How would you describe the state of math education in the U.S.?

It is highly variable. When I watch classrooms, I see some teachers knocking it out of the park — meaning I see kids talking about the math, solving sophisticated problems, and applying mathematics to new situations. And in other cases, the math is not taught very crisply, in the sense that the lesson might be a little bit conceptually disorganized, or the math may be hard to understand. Many teachers have a mix — a fair amount of student reasoning but also some disorganization around the mathematics.

Another thing is that the pandemic has changed the teaching labor force in the U.S. There are many more novice teachers, and they are therefore inexperienced with the math curricula.

One of the things that’s been promising is that in the last eight or nine years, there’s been more of a focus on high-quality curriculum materials and getting those in front of teachers, and having teachers learn how to use them and adapt them smartly for their children. As this movement continues to build steam, I’m hopeful that we will see improvements in math classroom quality.

Why is math so hard for so many U.S. children?

Some of this is about social pressure. Kids take in the messages that they hear from society about math. It’s common to hear messages like, “Oh, I’m not good in math” from friends or, from adults, “It’s OK not to be good in math; you’ll find something else to do.” Whereas in many other countries, math is seen as a prerequisite to a good life, and the understanding that even if it is a hard thing, you’re going to invest in it, and you’re going to do well.

Also, for many kids, math feels very foreign. They don’t see people like them doing math, and what happens in their math classroom doesn’t connect to their own interests and knowledge. Recently, scholars in my field have begun to think about how to revise curriculum materials so that they feature, for instance, mathematicians from other cultures or successful doers of math that look like the kids that are learning math.

Finally, we’ve moved away from giving students opportunities to practice the mathematics they’ve learned in class. This move comes from two sources: curriculum materials whose lessons contain little time for practice, and recent homework bans. Many of the homework bans are predicated on concerns about children’s unequal access to caregiver support for homework as well as concerns that some schools assign too much homework. But for a content area like math, it matters that kids have a chance to practice what they’ve learned in class.

How can the U.S. education system help students improve their math scores?

One thing that could help is changing the narrative about mathematics from one that says, “It’s OK if you don’t do well in math” to one that says, “If you work hard, you’re going to learn math because it’s logical and there is help.” There are ways everybody can learn math.

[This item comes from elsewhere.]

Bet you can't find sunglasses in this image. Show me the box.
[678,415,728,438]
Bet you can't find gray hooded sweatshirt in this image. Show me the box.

Working on teacher-student relationships can, maybe surprisingly, assist with math learning. When teacher-student relationships are strong, they result in better outcomes for kids across the board. In math, one reason may be that teachers can more easily engage kids in the work.

There’s such a scarcity of math teachers, which is driving some of the instructional quality issues. We have teachers who don’t have a background in math teaching math, and we also have folks without a background in teaching or math teaching math. Solving teacher pipeline issues is also key.

Kids’ primary pathway to learning math is in school, and the only way to improve math instruction is through the constant improvement of what happens between teachers and students. This means continuing to work on the quality of curriculum materials and engineering ways to enhance instruction.